SOC 2 Controls
Detailed mappings for CC6.1, CC6.6, and CC7.2 with evidence requirements and pass criteria.
Control Reference
| Control | Name | Category | Connectors |
|---|---|---|---|
| CC6.1 | Logical Access Controls | Access Control | GitHub, AWS, Google Workspace |
| CC6.6 | Access Removal/Modification | Access Control | GitHub, Google Workspace |
| CC7.2 | Change Management | System Operations | GitHub, AWS |
CC6.1 - Logical Access Controls
Official Description: The entity restricts logical access to information assets including hardware, data, software, and information system components to authorized users.
Purpose
Ensure only authorized individuals can access systems, data, and infrastructure.
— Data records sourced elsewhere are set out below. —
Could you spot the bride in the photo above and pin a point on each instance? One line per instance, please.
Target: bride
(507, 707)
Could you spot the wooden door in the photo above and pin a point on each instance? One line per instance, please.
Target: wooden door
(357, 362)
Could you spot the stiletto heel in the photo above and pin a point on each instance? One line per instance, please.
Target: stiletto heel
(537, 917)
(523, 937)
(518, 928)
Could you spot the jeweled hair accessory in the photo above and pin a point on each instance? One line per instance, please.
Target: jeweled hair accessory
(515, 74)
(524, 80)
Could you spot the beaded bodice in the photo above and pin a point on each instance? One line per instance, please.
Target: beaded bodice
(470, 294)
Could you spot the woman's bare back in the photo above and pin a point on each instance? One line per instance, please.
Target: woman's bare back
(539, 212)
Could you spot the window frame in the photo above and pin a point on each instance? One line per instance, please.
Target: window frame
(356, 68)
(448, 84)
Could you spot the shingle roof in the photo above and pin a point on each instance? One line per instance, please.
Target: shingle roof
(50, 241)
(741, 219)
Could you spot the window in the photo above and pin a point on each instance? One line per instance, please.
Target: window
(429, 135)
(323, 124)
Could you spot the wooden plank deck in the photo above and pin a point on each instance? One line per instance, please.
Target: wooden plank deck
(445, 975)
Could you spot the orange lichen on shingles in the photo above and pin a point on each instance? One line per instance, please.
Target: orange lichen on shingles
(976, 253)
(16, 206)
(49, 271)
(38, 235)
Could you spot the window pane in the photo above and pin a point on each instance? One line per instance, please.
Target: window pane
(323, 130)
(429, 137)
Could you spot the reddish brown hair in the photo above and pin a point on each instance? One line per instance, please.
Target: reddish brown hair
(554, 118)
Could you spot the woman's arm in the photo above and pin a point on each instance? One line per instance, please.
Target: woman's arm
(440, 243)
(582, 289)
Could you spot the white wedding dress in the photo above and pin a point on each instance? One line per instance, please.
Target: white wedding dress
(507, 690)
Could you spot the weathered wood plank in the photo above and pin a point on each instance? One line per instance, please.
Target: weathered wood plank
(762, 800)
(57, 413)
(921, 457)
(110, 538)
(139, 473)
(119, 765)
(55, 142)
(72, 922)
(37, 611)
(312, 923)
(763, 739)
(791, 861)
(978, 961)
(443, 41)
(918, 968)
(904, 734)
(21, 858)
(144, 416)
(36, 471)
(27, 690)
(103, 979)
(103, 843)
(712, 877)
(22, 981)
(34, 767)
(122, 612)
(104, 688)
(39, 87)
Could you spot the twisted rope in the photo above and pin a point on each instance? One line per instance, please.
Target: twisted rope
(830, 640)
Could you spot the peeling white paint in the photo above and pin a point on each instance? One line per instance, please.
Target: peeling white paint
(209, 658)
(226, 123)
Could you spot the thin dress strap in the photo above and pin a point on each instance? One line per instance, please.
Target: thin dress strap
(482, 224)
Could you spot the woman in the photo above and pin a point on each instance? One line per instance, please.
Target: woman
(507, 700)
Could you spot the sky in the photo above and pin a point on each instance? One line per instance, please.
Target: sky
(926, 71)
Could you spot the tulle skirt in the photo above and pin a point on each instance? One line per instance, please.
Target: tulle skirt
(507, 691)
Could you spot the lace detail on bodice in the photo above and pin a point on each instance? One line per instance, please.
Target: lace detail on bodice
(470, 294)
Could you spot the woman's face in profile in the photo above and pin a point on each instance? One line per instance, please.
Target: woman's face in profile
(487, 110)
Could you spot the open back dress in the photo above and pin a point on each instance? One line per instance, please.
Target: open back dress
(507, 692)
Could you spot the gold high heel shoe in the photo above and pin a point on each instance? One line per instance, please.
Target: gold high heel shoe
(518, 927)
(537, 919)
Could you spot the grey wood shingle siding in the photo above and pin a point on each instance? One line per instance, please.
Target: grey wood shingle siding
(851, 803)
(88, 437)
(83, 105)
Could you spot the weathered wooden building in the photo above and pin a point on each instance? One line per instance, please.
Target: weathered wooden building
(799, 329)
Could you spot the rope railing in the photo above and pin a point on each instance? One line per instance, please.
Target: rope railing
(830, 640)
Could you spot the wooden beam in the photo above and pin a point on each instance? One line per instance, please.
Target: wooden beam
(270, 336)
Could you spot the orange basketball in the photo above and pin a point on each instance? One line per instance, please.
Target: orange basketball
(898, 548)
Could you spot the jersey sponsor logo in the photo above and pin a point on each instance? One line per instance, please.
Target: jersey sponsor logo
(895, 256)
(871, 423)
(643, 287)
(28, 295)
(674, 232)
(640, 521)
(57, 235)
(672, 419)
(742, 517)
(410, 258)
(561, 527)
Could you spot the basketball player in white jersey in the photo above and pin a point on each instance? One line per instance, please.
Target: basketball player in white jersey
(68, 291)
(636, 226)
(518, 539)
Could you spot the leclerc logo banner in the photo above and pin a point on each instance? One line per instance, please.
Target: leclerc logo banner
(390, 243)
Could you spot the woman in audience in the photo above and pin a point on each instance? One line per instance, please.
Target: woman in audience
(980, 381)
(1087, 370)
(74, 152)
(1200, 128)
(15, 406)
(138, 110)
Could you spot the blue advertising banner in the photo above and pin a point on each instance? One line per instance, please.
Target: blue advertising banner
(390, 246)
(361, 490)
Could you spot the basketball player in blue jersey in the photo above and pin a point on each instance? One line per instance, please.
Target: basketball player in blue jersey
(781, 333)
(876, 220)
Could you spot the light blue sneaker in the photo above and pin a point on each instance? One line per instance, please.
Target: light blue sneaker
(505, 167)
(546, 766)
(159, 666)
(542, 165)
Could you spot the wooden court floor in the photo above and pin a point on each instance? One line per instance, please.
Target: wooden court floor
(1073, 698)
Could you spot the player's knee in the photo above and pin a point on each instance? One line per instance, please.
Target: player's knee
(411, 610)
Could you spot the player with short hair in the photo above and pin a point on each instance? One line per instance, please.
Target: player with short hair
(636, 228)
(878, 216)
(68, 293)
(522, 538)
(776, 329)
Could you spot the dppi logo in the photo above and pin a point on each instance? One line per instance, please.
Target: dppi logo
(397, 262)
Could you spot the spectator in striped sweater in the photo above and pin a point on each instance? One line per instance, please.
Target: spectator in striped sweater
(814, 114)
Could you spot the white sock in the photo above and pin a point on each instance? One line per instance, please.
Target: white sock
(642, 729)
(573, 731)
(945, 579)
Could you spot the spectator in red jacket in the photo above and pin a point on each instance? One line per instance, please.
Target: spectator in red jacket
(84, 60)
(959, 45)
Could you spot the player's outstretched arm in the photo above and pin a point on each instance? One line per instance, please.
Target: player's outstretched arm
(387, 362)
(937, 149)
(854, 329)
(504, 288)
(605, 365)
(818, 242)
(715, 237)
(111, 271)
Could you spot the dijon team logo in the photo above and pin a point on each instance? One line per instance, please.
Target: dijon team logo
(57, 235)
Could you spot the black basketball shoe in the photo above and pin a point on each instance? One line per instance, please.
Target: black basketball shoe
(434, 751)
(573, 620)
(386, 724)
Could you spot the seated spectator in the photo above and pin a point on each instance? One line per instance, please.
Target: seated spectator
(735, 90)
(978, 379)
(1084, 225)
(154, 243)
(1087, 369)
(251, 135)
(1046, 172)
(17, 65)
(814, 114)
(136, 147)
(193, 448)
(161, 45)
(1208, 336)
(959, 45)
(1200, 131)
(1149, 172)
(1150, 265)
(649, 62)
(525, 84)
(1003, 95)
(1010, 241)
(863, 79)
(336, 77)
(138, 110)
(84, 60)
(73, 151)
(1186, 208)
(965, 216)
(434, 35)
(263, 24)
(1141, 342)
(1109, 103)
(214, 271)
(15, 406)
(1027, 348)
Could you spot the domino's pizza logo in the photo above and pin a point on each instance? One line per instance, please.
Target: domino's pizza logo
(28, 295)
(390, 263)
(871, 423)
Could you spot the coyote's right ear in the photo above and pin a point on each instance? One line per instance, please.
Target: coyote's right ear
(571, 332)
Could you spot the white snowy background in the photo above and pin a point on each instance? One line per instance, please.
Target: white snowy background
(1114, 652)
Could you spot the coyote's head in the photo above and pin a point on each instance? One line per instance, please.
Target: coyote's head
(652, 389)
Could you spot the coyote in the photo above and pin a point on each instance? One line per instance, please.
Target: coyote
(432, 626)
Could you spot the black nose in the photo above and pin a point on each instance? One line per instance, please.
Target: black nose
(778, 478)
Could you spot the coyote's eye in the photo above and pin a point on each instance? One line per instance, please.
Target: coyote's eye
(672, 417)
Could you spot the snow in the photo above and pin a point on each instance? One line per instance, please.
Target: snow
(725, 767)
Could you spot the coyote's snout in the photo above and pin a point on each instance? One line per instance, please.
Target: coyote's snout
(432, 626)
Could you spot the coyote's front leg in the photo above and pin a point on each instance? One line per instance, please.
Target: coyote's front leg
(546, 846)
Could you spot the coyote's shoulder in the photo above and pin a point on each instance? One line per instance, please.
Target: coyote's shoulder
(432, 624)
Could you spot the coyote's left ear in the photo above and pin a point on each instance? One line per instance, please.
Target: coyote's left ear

Prevent unauthorized access through authentication and access control mechanisms.
Evidence Requirements
GitHub:
- Organization-level 2FA enforcement
- Repository access controls
- Member permission restrictions
AWS:
- IAM password policy configuration
- Password complexity requirements
- MFA enforcement for privileged accounts
Google Workspace:
- 2-step verification (2SV) enforcement
- User authentication requirements
- Admin account protections
Evidence Collected
From GitHub (org_settings.json):
{
"two_factor_requirement_enabled": true,
"members_can_create_repositories": false,
"default_repository_permission": "read"
}From AWS (iam_password_policy.json):
{
"MinimumPasswordLength": 14,
"RequireSymbols": true,
"RequireNumbers": true,
"RequireUppercaseCharacters": true,
"RequireLowercaseCharacters": true,
"MaxPasswordAge": 90,
"PasswordReusePrevention": 12
}From Google Workspace (users_2sv.json):
{
"isEnforced": true,
"enforcementDate": "2025-01-01",
"usersEnrolled": 98,
"totalUsers": 100,
"enrollmentPercentage": 98.0
}Pass Criteria
✅ GitHub Requirements:
- 2FA enforced for all organization members
- Repository creation limited to admins/owners
- Default repository permission not set to "write" or "admin"
✅ AWS Requirements:
- Password minimum length ≥ 12 characters (NIST recommendation: 12+)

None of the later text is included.